House dust mite (HDM) is a common allergen of allergic asthma. Eosinophils are principal effector cells of allergic inflammation and their adhesion onto human bronchial epithelial cells is mediated by a CD18–intracellular adhesion molecule-1 (ICAM-1)-dependent interaction. We studied the effects of HDM Dermatophagoides pteronyssinus (Der p) 1 on the activation of eosinophils and bronchial epithelial BEAS-2B cells. Cytokines and adhesion molecules were measured using flow cytometry. Transcription factor nuclear factor-κB (NF-κB) and activator protein-1 (AP-1) and signaling molecule p38 mitogen-activated protein kinase (MAPK) were analyzed using electromobility shift assay and western blot, respectively.
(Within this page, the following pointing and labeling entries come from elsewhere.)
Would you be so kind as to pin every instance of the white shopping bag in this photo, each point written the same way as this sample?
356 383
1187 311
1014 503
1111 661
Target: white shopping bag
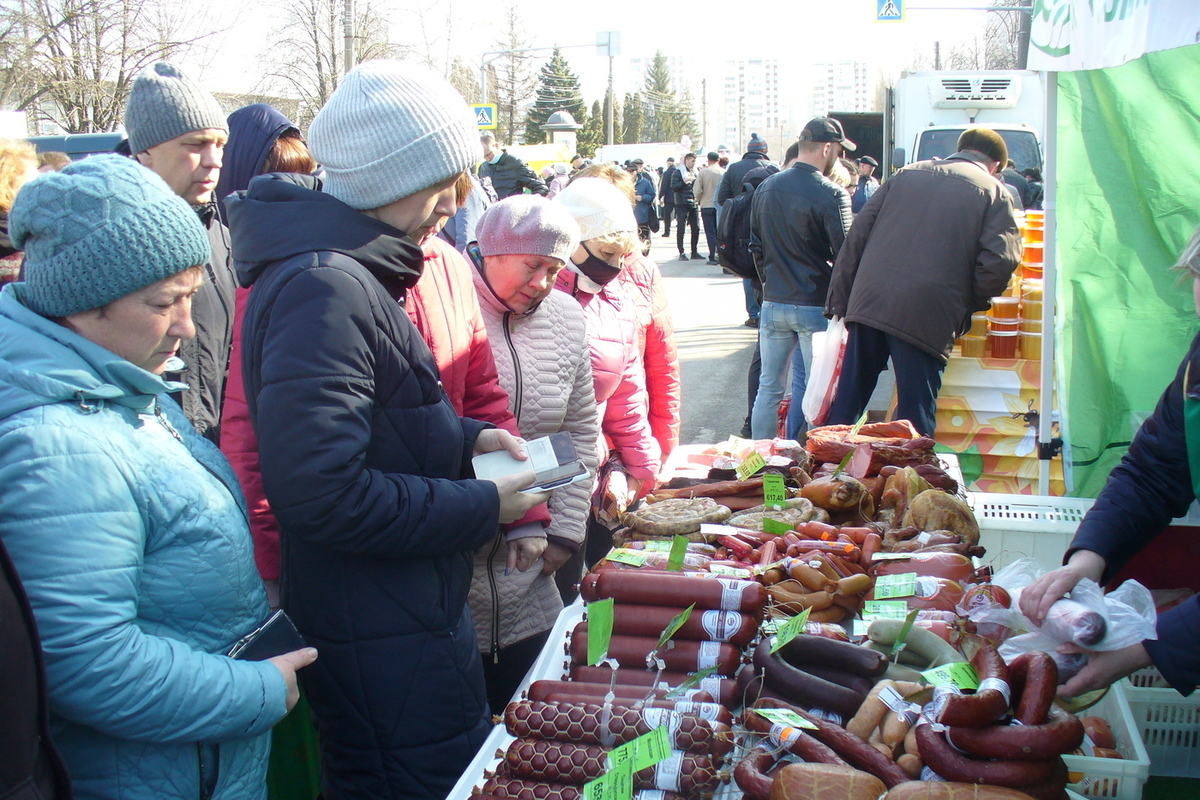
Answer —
828 350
Der p 1 protein was found to potently induce the release of IL-1β, IL-6, IL-10, tumor necrosis factor (TNF)-α and granulocyte macrophage colony-stimulating factor from eosinophils. Such induction was further up-regulated for IL-6 and IL-10, and down-regulated for TNF-α and IL-1β in eosinophil–BEAS-2B cells co-culture. Surface expression of CD18 and ICAM-1 on eosinophils was greatly increased by Der p 1; such inductive effect on ICAM-1 was also found to be more prominent on BEAS-2B cells from the co-culture than BEAS-2B cells alone. Der p 1 was found to activate NF-κB and AP-1 activity in eosinophils alone and in co-culture and BEAS-2B cells in co-culture. Moreover, Der p 1 could activate p38 MAPK in BEAS-2B cells and eosinophils alone and in co-culture. Selective inhibition of NF-κB, AP-1 and p38 MAPK resulted in differential suppression of the Der p 1-induced cytokine release and adhesion molecule expression. As an allergen, HDM could therefore induce the release of inflammatory cytokines and expression of adhesion molecules from the interaction of human eosinophils and bronchial epithelial cells.